野島の決断をお母さんが褒めたその時、地震大国日本に住む私達でさえ滅多に感じないような揺れを感じ、その場に居た全員が伏せる。


「なっ、なんだこの地震!?」

「デカすぎだろ!?」

「下手したら津波が起きるレベルだぞ!!それか、この揺れのせいで富士山が噴火しそうだ」


突然の大地震に、有り得そうだけどそれはないだろというような事まで話す奴が現れた。

混乱する連中を置いて、私とお母さんは最大級の警戒をしていた。


「琴音、良く聞きなさい。貴女はここに居る全員を連れて、安全な所に避難しなさい。その後、組合に行って山奥にダンジョンがあることを伝えなさい」

「わかった。お母さんも、不味くなったらすぐに逃げてね?」


私とお母さんの会話を聞いて、更に混乱する一同。


「姐さん、何かあったんですか?」


野島が一同を代表して質問してきた。

お母さんが質問に答えようとした時、お母さんもこっちに向かってくる気配を感じたらしく、山の方を睨む。


「姐さん?…あれは!?」


ちょうど藪の中からモンスターが出てきた。

それを見た野島が目を見開く。


「そんな!?この山にはダンジョンは無かったはずなのに!!」

「山奥になると、未発見のダンジョンが多いのよ。出てきたのがホブゴブリンで良かったわね。私や琴音が対応出来るレベルのモンスターよ」

「ああ、それで娘さんと一緒に逃げろと…」


さて、理解出来た奴も居るようだし、逃げる準備を…いや、逃げる前に私の力を見せつけておくか。


「琴音も殺る?」

「もちろん。
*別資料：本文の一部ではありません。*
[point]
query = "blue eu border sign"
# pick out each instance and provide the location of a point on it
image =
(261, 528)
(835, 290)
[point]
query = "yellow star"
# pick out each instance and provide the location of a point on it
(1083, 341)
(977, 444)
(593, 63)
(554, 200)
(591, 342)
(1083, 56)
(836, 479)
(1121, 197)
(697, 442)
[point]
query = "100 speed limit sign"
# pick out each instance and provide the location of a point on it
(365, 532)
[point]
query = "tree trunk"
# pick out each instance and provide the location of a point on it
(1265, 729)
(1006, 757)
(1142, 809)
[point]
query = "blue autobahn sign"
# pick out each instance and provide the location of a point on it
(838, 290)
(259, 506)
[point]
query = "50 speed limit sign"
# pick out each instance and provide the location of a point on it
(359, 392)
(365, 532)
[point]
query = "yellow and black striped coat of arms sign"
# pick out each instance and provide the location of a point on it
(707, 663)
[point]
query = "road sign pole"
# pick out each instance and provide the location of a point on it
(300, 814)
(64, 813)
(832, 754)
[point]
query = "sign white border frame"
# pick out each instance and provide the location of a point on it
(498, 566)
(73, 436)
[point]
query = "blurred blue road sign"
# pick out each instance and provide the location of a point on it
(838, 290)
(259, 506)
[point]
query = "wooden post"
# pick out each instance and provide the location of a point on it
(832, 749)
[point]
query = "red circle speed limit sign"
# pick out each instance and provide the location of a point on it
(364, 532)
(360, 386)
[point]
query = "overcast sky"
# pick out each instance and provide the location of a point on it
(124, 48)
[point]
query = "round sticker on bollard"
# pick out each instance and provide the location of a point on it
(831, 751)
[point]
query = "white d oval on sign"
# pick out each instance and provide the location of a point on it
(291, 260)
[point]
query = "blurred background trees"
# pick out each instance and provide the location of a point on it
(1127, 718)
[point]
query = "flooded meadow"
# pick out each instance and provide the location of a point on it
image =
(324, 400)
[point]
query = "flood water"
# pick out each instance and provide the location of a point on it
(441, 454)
私の強さを見せつけておけば、安心してもらえるでしょ?」


鞘と鍔を結んでいる紐を解き、魔力を流しながら刀を抜く。

すると、刀の周りを渦巻く魔力を見て、息を呑む音が聞こえた。


「さて、胴にサヨナラを言うなら今のうちだぞ?…まあ、言わせる気は無いがね!!」


私が本気で踏み込めば、お母さんの倍はある速度で動ける。

その速度を刀に乗せて、前に居た五匹のホブゴブリンの首をはねる。

もちろん、それだけでは終わらない。

さっき振ったのと逆方向に刀を振る。

その勢いで更に四匹のホブゴブリンの首をはねる。

それだけ殺って、ようやく状況を理解したゴブリン共が逃げ出す。


「どこに行くんだい?お前らの逝くところはあの世だぞ?」


逃げるホブゴブリンを殲滅すると、藪から出てきた連中は全滅した。


「さて、あれが私の娘、神条琴音の実力だよ。不満があるやつは居るか?」


全員が首を横に振る。


「そうか、じゃあ行け!!」


お母さんがそう言うと、蜘蛛の子を散らすかのように走り出した。


「頼んだよ、琴音」

「わかった」


私も皆を追い掛けて、バイクのある方へ走る。

すると、また藪からモンスターが現れる。


「さて、今度は私の相手をしてもらおうか?」


私は、この場はお母さんに任せて、街へ向かった。